Wednesday, May 12, 2010

Jackson Pollock Pizza Dough

My family eats pizza once a week. And believe me, I'm way too cheap (ahem, thrifty) to buy pizza from a boy who drives a rusted out '87 Subaru. (Although I applaud his mission to "live like no one else")

We just love, love, love eating pizza! And I love making pizza! I think of my pizza dough as a canvas on which, with Jackson Pollock as my internal chef, I paint with wild pesto, smatterings of feta, random tossings of broiled eggplant, and piles of untamed sausage. Sometimes my pizzas look dangerous.

But they're always delicious.

Over the years, I have perfected my pizza recipe by borrowing methods from friends, watching YouTube videos, staring at Jackson Pollock paintings. I've developed a pizza "way of life" that has made my family very, very happy.

Pay attention. I'm only posting this once.

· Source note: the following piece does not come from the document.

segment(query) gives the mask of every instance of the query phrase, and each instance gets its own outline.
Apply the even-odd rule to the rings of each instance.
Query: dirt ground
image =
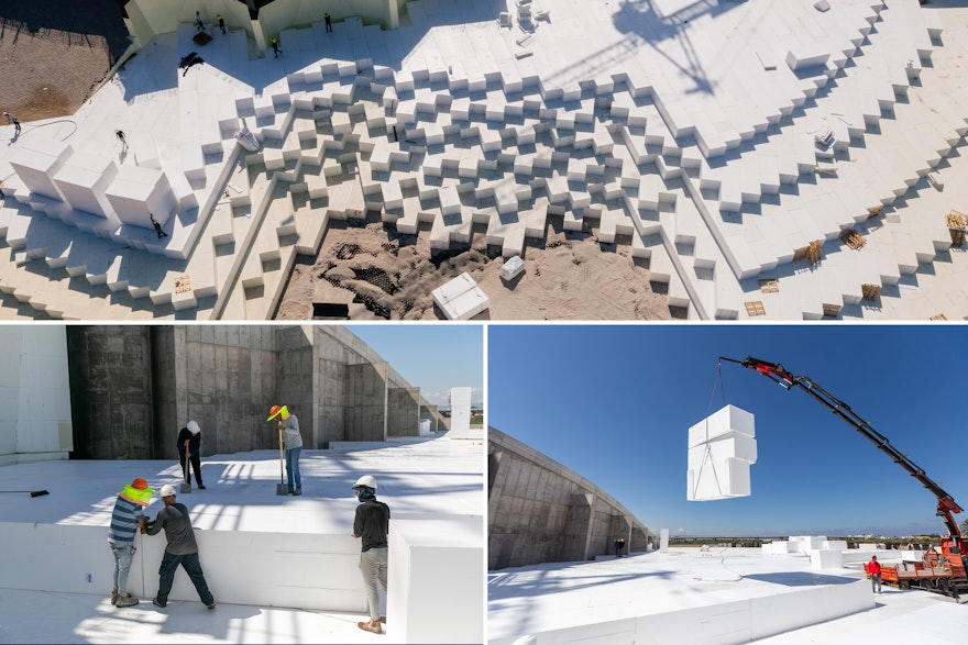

Jackson Pollock Pizza Dough

1 1/2 cups warm water
1 tsp. dry active yeast
1 tsp. salt
4 cups flour (either white or wheat).

When it's mixed well in your KitchenAid, coat the dough mass with a slog of olive oil, cover with plastic wrap and put the bowl in the fridge. The next day or a few days later preheat your oven to 500 degrees. Menopausal women, just crack the fridge.

Next pour a few drizzles of olive oil onto a baking sheet; 3-4 Tbs and then a generous sprinkling of cornmeal. Take half of your dough and lay it in the puddle of oil and shape into a circle (most people don't like square pizza). Do your artsy-fartsy thing with your toppings and live out your dream of becoming a modern artist. Sauce, cheese, toppings. Bake for 15 minutes at 500.

Prep the next pizza. I've never had success with cooking two pizzas at once. They need all that heat to themselves. Bake the second pizza while you're eating your first.